The penalty, which is double the amount KPMG was forced to pay in 2019 for exam-cheating and unlawful tip-offs, is the biggest the US Securities and Exchange Commission has ever assessed on an auditor according to Financial Times.
This enormous fine comes as EY explores global plans to separate its audit and advising businesses, a move that would exclude consultants from future regulatory fines and monetary judgments for wrongdoing or carelessness on the part of the company’s auditors.
What SEC is saying
The SEC order claims that 91 EY employees asked for, used, or shared answers with coworkers.
Gurbir Grewal, director of the SEC’s enforcement division said, “This action involves breaches of trust by gatekeepers within the gatekeeper entrusted to audit many of our nation’s public companies.”

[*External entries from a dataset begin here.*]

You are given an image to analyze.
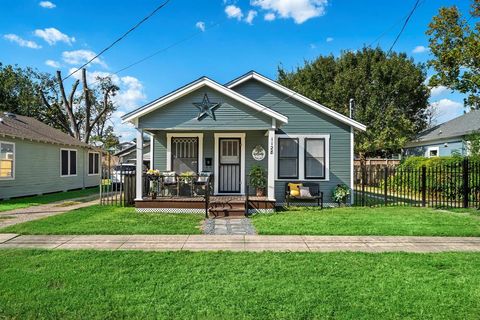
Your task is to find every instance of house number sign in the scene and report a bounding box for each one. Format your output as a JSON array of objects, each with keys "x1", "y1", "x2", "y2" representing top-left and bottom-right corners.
[{"x1": 252, "y1": 145, "x2": 266, "y2": 161}]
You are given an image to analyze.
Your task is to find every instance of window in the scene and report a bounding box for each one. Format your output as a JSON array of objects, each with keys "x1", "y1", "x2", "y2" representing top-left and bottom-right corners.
[
  {"x1": 278, "y1": 138, "x2": 299, "y2": 179},
  {"x1": 61, "y1": 149, "x2": 77, "y2": 176},
  {"x1": 88, "y1": 152, "x2": 100, "y2": 175},
  {"x1": 426, "y1": 146, "x2": 439, "y2": 158},
  {"x1": 305, "y1": 138, "x2": 325, "y2": 179},
  {"x1": 0, "y1": 141, "x2": 14, "y2": 179}
]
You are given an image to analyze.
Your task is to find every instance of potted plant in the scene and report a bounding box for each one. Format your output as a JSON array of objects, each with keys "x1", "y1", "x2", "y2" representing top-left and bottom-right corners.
[
  {"x1": 249, "y1": 165, "x2": 266, "y2": 197},
  {"x1": 332, "y1": 184, "x2": 350, "y2": 206},
  {"x1": 146, "y1": 169, "x2": 160, "y2": 199}
]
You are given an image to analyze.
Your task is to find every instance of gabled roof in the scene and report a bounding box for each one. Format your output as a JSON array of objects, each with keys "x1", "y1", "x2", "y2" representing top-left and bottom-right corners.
[
  {"x1": 122, "y1": 76, "x2": 289, "y2": 125},
  {"x1": 406, "y1": 109, "x2": 480, "y2": 146},
  {"x1": 226, "y1": 71, "x2": 367, "y2": 131},
  {"x1": 0, "y1": 112, "x2": 90, "y2": 148}
]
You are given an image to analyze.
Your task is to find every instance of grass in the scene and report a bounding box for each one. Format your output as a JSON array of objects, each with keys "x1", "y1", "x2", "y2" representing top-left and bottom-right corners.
[
  {"x1": 0, "y1": 205, "x2": 203, "y2": 235},
  {"x1": 0, "y1": 250, "x2": 479, "y2": 319},
  {"x1": 252, "y1": 206, "x2": 480, "y2": 236},
  {"x1": 0, "y1": 187, "x2": 98, "y2": 212}
]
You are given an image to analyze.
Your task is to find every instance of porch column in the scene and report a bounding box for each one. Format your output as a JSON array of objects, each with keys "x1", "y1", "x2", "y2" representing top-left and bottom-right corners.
[
  {"x1": 135, "y1": 129, "x2": 144, "y2": 200},
  {"x1": 267, "y1": 128, "x2": 275, "y2": 200}
]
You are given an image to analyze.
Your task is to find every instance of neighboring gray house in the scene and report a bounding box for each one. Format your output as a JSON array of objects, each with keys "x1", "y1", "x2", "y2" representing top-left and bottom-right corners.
[
  {"x1": 0, "y1": 112, "x2": 100, "y2": 199},
  {"x1": 121, "y1": 71, "x2": 366, "y2": 209},
  {"x1": 114, "y1": 142, "x2": 150, "y2": 167},
  {"x1": 404, "y1": 110, "x2": 480, "y2": 158}
]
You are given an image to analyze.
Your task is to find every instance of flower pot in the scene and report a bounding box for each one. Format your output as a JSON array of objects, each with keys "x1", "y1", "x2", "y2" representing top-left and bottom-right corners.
[
  {"x1": 256, "y1": 188, "x2": 265, "y2": 197},
  {"x1": 151, "y1": 192, "x2": 157, "y2": 200}
]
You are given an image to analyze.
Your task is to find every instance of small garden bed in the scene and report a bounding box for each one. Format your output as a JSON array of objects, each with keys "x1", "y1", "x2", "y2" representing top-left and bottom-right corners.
[{"x1": 252, "y1": 206, "x2": 480, "y2": 236}]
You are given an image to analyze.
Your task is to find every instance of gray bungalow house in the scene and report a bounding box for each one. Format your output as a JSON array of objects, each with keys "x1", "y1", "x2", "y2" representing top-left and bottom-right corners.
[
  {"x1": 404, "y1": 110, "x2": 480, "y2": 158},
  {"x1": 0, "y1": 112, "x2": 100, "y2": 199},
  {"x1": 122, "y1": 71, "x2": 366, "y2": 211}
]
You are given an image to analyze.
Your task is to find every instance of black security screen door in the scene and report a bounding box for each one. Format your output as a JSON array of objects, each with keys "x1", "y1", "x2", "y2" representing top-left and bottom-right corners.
[
  {"x1": 219, "y1": 138, "x2": 241, "y2": 193},
  {"x1": 171, "y1": 137, "x2": 198, "y2": 173}
]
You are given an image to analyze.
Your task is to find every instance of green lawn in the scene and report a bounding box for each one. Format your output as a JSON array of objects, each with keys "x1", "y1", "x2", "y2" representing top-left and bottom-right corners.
[
  {"x1": 0, "y1": 187, "x2": 98, "y2": 212},
  {"x1": 252, "y1": 206, "x2": 480, "y2": 236},
  {"x1": 1, "y1": 205, "x2": 203, "y2": 235},
  {"x1": 0, "y1": 250, "x2": 479, "y2": 319}
]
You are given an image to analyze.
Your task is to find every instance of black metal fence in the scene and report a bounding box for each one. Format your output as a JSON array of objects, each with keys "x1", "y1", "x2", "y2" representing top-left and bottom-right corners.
[{"x1": 354, "y1": 158, "x2": 480, "y2": 208}]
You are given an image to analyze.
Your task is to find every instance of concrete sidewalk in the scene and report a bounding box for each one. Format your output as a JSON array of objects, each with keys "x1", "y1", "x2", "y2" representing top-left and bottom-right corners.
[{"x1": 1, "y1": 234, "x2": 480, "y2": 252}]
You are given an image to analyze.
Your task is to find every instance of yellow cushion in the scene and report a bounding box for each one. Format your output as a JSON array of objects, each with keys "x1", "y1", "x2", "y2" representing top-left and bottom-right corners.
[{"x1": 288, "y1": 183, "x2": 302, "y2": 197}]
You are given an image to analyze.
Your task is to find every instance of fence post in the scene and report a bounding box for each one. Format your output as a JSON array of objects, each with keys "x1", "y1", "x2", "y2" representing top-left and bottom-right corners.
[
  {"x1": 384, "y1": 167, "x2": 388, "y2": 206},
  {"x1": 463, "y1": 158, "x2": 469, "y2": 208},
  {"x1": 361, "y1": 165, "x2": 366, "y2": 206},
  {"x1": 421, "y1": 165, "x2": 426, "y2": 207}
]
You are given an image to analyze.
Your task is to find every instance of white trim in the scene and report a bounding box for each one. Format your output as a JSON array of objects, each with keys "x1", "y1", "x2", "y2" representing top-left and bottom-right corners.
[
  {"x1": 426, "y1": 146, "x2": 440, "y2": 158},
  {"x1": 122, "y1": 77, "x2": 288, "y2": 125},
  {"x1": 0, "y1": 140, "x2": 15, "y2": 180},
  {"x1": 350, "y1": 127, "x2": 354, "y2": 205},
  {"x1": 60, "y1": 148, "x2": 78, "y2": 177},
  {"x1": 214, "y1": 133, "x2": 246, "y2": 195},
  {"x1": 150, "y1": 134, "x2": 155, "y2": 170},
  {"x1": 274, "y1": 134, "x2": 330, "y2": 181},
  {"x1": 267, "y1": 129, "x2": 275, "y2": 200},
  {"x1": 87, "y1": 151, "x2": 100, "y2": 176},
  {"x1": 227, "y1": 72, "x2": 366, "y2": 132},
  {"x1": 166, "y1": 133, "x2": 204, "y2": 172},
  {"x1": 135, "y1": 130, "x2": 144, "y2": 201}
]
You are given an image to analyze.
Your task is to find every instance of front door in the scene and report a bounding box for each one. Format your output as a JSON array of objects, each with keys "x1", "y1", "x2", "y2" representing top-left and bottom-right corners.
[{"x1": 218, "y1": 138, "x2": 241, "y2": 193}]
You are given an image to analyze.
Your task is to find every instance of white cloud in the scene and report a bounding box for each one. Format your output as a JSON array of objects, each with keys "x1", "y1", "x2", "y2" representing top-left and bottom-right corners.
[
  {"x1": 326, "y1": 37, "x2": 333, "y2": 42},
  {"x1": 3, "y1": 34, "x2": 42, "y2": 49},
  {"x1": 252, "y1": 0, "x2": 328, "y2": 24},
  {"x1": 264, "y1": 12, "x2": 276, "y2": 21},
  {"x1": 195, "y1": 21, "x2": 206, "y2": 32},
  {"x1": 429, "y1": 98, "x2": 464, "y2": 123},
  {"x1": 62, "y1": 50, "x2": 107, "y2": 68},
  {"x1": 39, "y1": 1, "x2": 55, "y2": 8},
  {"x1": 412, "y1": 45, "x2": 429, "y2": 53},
  {"x1": 430, "y1": 85, "x2": 449, "y2": 97},
  {"x1": 45, "y1": 59, "x2": 60, "y2": 68},
  {"x1": 309, "y1": 43, "x2": 316, "y2": 49},
  {"x1": 225, "y1": 5, "x2": 243, "y2": 20},
  {"x1": 34, "y1": 28, "x2": 75, "y2": 45},
  {"x1": 245, "y1": 10, "x2": 258, "y2": 24}
]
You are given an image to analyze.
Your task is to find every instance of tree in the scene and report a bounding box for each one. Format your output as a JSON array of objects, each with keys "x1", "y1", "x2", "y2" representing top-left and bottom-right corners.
[
  {"x1": 426, "y1": 0, "x2": 480, "y2": 110},
  {"x1": 465, "y1": 131, "x2": 480, "y2": 157},
  {"x1": 39, "y1": 68, "x2": 119, "y2": 144},
  {"x1": 278, "y1": 47, "x2": 430, "y2": 158}
]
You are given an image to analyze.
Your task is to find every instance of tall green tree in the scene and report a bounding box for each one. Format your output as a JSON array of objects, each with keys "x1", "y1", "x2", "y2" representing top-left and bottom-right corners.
[
  {"x1": 278, "y1": 47, "x2": 430, "y2": 158},
  {"x1": 426, "y1": 0, "x2": 480, "y2": 109}
]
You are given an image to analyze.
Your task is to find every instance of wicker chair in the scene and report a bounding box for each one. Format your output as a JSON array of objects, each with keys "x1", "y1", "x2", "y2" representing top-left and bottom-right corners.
[{"x1": 161, "y1": 171, "x2": 179, "y2": 196}]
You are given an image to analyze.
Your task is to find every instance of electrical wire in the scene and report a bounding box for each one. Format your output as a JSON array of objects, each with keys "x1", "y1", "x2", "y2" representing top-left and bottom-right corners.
[{"x1": 387, "y1": 0, "x2": 421, "y2": 54}]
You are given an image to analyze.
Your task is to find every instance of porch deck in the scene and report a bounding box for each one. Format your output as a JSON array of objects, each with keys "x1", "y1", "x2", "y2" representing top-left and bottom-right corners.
[{"x1": 135, "y1": 195, "x2": 276, "y2": 215}]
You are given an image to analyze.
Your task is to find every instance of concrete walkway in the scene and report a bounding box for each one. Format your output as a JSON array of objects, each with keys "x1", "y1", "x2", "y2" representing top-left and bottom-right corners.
[
  {"x1": 203, "y1": 218, "x2": 256, "y2": 235},
  {"x1": 0, "y1": 198, "x2": 99, "y2": 229},
  {"x1": 1, "y1": 234, "x2": 480, "y2": 252}
]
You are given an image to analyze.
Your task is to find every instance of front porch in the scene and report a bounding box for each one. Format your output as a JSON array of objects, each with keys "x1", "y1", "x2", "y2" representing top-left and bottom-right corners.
[{"x1": 135, "y1": 195, "x2": 276, "y2": 217}]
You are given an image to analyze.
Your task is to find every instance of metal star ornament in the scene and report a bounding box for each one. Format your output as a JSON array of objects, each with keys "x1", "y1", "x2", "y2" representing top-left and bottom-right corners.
[{"x1": 193, "y1": 94, "x2": 220, "y2": 120}]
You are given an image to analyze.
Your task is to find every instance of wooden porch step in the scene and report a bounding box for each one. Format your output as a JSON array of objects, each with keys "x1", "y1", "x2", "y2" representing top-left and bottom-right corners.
[{"x1": 208, "y1": 208, "x2": 246, "y2": 218}]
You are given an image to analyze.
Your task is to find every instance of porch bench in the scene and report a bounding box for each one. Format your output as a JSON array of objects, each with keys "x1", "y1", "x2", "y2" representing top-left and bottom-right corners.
[{"x1": 285, "y1": 182, "x2": 323, "y2": 209}]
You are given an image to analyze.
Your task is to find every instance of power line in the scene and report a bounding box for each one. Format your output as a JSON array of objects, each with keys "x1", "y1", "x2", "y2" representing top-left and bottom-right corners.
[
  {"x1": 63, "y1": 0, "x2": 172, "y2": 81},
  {"x1": 387, "y1": 0, "x2": 421, "y2": 54}
]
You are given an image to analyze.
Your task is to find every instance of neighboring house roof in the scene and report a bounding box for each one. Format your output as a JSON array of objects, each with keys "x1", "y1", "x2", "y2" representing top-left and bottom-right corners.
[
  {"x1": 226, "y1": 71, "x2": 367, "y2": 131},
  {"x1": 0, "y1": 112, "x2": 90, "y2": 148},
  {"x1": 114, "y1": 142, "x2": 150, "y2": 157},
  {"x1": 122, "y1": 76, "x2": 289, "y2": 125},
  {"x1": 405, "y1": 109, "x2": 480, "y2": 147}
]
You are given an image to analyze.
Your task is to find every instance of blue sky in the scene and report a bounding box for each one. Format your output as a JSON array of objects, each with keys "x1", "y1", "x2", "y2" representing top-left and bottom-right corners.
[{"x1": 0, "y1": 0, "x2": 471, "y2": 141}]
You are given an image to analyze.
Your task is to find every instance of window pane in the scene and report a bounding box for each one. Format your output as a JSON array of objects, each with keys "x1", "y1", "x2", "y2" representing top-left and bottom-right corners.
[
  {"x1": 279, "y1": 139, "x2": 298, "y2": 157},
  {"x1": 305, "y1": 139, "x2": 325, "y2": 178},
  {"x1": 0, "y1": 143, "x2": 14, "y2": 178},
  {"x1": 61, "y1": 150, "x2": 69, "y2": 175},
  {"x1": 94, "y1": 153, "x2": 99, "y2": 174},
  {"x1": 88, "y1": 153, "x2": 94, "y2": 174},
  {"x1": 70, "y1": 151, "x2": 77, "y2": 175},
  {"x1": 279, "y1": 159, "x2": 298, "y2": 178},
  {"x1": 306, "y1": 158, "x2": 324, "y2": 178},
  {"x1": 172, "y1": 138, "x2": 198, "y2": 173}
]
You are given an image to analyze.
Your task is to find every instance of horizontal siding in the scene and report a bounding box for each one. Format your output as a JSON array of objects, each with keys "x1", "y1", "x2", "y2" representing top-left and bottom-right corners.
[
  {"x1": 233, "y1": 79, "x2": 352, "y2": 204},
  {"x1": 404, "y1": 140, "x2": 466, "y2": 157},
  {"x1": 138, "y1": 87, "x2": 272, "y2": 130},
  {"x1": 0, "y1": 137, "x2": 99, "y2": 199}
]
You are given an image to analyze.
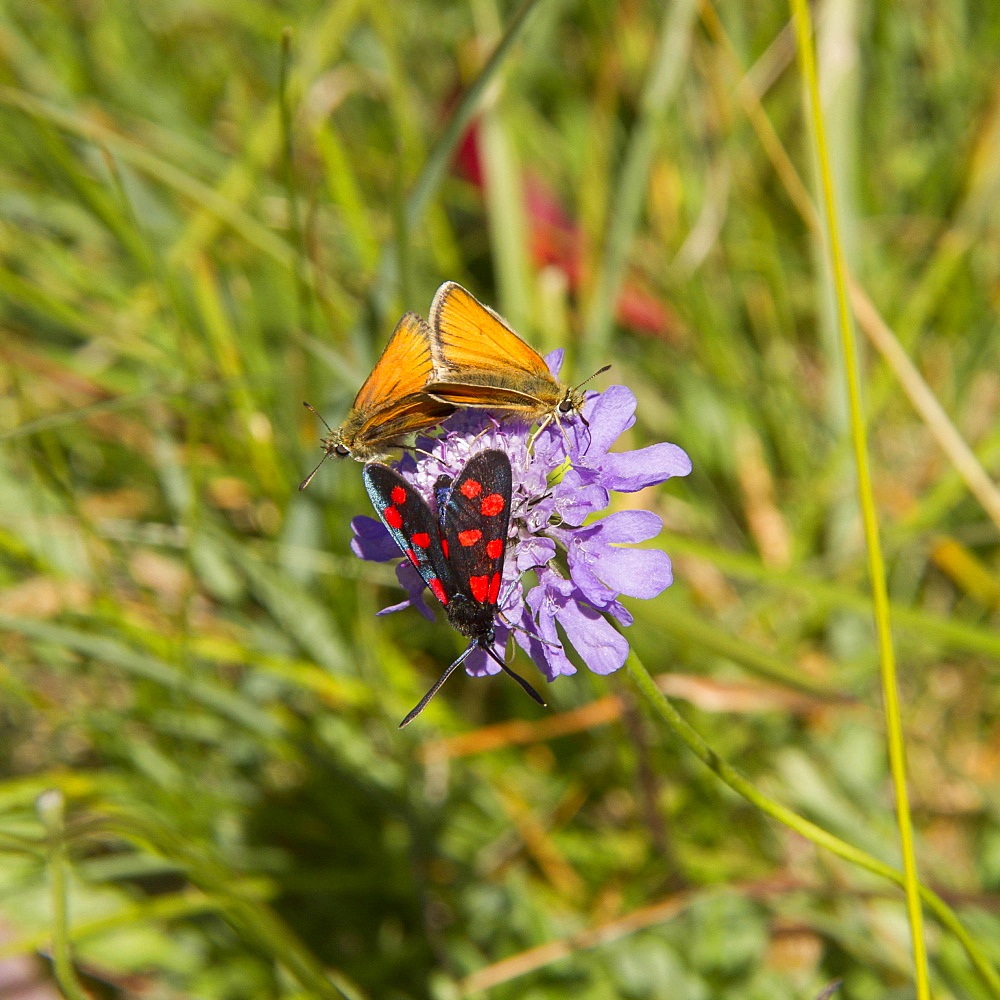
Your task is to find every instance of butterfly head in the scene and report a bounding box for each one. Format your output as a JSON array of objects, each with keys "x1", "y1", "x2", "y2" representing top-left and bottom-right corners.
[
  {"x1": 321, "y1": 427, "x2": 354, "y2": 460},
  {"x1": 559, "y1": 386, "x2": 587, "y2": 416},
  {"x1": 299, "y1": 406, "x2": 370, "y2": 489}
]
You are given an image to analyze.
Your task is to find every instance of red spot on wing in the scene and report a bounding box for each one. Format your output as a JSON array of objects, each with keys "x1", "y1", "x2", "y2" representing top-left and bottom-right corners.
[
  {"x1": 384, "y1": 506, "x2": 402, "y2": 529},
  {"x1": 440, "y1": 537, "x2": 450, "y2": 559},
  {"x1": 469, "y1": 575, "x2": 489, "y2": 602},
  {"x1": 391, "y1": 485, "x2": 406, "y2": 504},
  {"x1": 428, "y1": 578, "x2": 448, "y2": 605},
  {"x1": 458, "y1": 529, "x2": 482, "y2": 547},
  {"x1": 486, "y1": 538, "x2": 503, "y2": 559},
  {"x1": 461, "y1": 479, "x2": 482, "y2": 498},
  {"x1": 406, "y1": 549, "x2": 419, "y2": 567},
  {"x1": 488, "y1": 572, "x2": 501, "y2": 604},
  {"x1": 480, "y1": 494, "x2": 505, "y2": 516},
  {"x1": 411, "y1": 532, "x2": 430, "y2": 548}
]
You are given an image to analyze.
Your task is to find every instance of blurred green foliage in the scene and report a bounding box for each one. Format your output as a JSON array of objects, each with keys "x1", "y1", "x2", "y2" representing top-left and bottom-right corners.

He added, “It’s simply outrageous that the very professionals responsible for catching cheating by clients cheated on ethics exams of all things.”
He said, “This action should serve as a clear message that the SEC will not tolerate integrity failures by independent auditors who choose the easier wrong over the harder right.”
EY acknowledged the SEC’s conclusions and declared that it was observing the order. Its response to “this unacceptable past behaviour has been thorough, extensive, and effective”, the auditor said, adding that it would continue taking steps including disciplinary action and training to “strengthen” commitments to “compliance, ethics, and integrity”.
What you should know
- SEC stated that EY received a tip that an employee had shared answers to a CPA ethics exam, but it did not modify its SEC submission even after launching an internal investigation, confirming instances of cheating and discussing the matter among senior management and lawyers.
- EY said nothing to the SEC or the Public Company Accounting Oversight Board for almost nine months, according to an SEC official, which was a contributing factor to the regulator’s decision to seek a record penalty.
- The order handed down on Tuesday is EY’s latest regulatory run-in. The SEC has filed five cases against the auditor since 2014.
- Between 2017 and 2021, 49 EY staff sent or received answer keys to the ethics portion of the Certified Public Accountant exam, with hundreds more cheating on tests required to maintain the certification, according to the SEC order. A “significant” number of employees also failed to report the violations, the agency said.
- The SEC will also assign two impartial consultants to EY in addition to the penalties. As they examine EY’s submissions to regulators, one will examine policies on ethics and integrity while the other will have access to privileged material that has not been made accessible to the SEC as well as the authority to enact employment actions and other remedies.